Ce qui confère sa puissance à « Empire souterrain », c’est sa capacité à relier des événements apparemment disparates : la militarisation de la finance, le recours aux contrôles à l’exportation contre les entreprises technologiques chinoises, la politisation des chaînes d’approvisionnement en semi-conducteurs, l’application extraterritoriale du droit américain. Chacun de ces éléments n’est pas une simple décision politique, mais le symptôme d’une dynamique structurelle plus profonde où l’infrastructure devient un levier, et ce levier se transforme en un handicap.
Le ton du livre est sobre, mais pas désespéré. Farrell et Newman, politologues et non déclinistes, reconnaissent les avantages immenses dont disposent encore les États-Unis. Mais ils soulignent aussi que le pouvoir sans discipline est dangereux. Les États-Unis ont cédé à une forme de coercition économique par défaut, souvent sans anticiper les conséquences à long terme. Les sanctions sont appliquées sans réflexion approfondie sur leurs finalités, les contrôles à l’exportation lancés sans stratégie claire de victoire. Les outils s’accumulent sans stratégie globale, et le système ploie sous le poids de ses propres contradictions.

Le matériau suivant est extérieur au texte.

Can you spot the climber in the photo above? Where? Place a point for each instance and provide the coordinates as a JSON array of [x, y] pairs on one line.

Une dimension philosophique traverse également l’ouvrage. Quel type de pouvoir est compatible avec une république libérale ? Une démocratie peut-elle conserver sa légitimité en instrumentalisant les structures qu’elle prétend universelles et régies par le droit ? À quel moment l’hégémonie se mue-t-elle en hypocrisie ? Ces questions, soulevées avec insistance mais sans dogmatisme, invitent le lecteur à une réflexion profonde, refusant toute simplification facile.
Ce qui n’est pas explicitement dit, mais est indéniablement sous-entendu, c’est que les États-Unis doivent choisir entre un repli stratégique et un recalibrage de leur politique. Pour maintenir leur position mondiale, ils doivent discipliner l’usage de leurs outils économiques, restaurer la confiance dans leurs réseaux et ancrer leur action politique dans la diplomatie plutôt que dans la coercition unilatérale. Faute de quoi, l’empire souterrain risque de devenir un empire vide, solide en apparence mais miné de l’intérieur.
Les signes avant-coureurs ne trompent pas : l’expansion des BRICS, le déploiement du système de paiement interbancaire transfrontalier chinois (CIPS), les expérimentations européennes de canaux d’achat d’énergie hors du système monétaire traditionnel. Même les géants technologiques américains, autrefois vecteurs de « soft power », se retrouvent pris dans des batailles réglementaires souveraines. La « plomberie » n’est plus invisible ; elle est visible par tous, et chacun prépare sa sortie.
En définitive, « Empire souterrain » ne se contente pas de décrire un nouveau chapitre de la politique étrangère américaine. Il signale un tournant majeur dans l’ordre mondial. L’ère de la domination économique unipolaire, soutenue par une infrastructure centrée sur les États-Unis, touche à sa fin. L’avenir demeure incertain, mais Farrell et Newman rappellent avec force que si Washington persiste à traiter l’économie mondiale comme un champ de bataille, elle pourrait bientôt se retrouver isolée dans son combat.
Il s’agit d’un livre essentiel : clair, lucide et troublant dans ses implications. Il ne propose pas de remèdes miracles, ni ne sombre dans le fatalisme. Au contraire, il offre une analyse pénétrante des causes de la situation actuelle et des coûts potentiels si un changement de cap n’est pas opéré. Pour les décideurs politiques, les stratèges et quiconque s’intéresse à l’avenir de la puissance américaine, « Empire souterrain » est une lecture indispensable. Il ne dicte pas la pensée, mais oblige à confronter la réalité.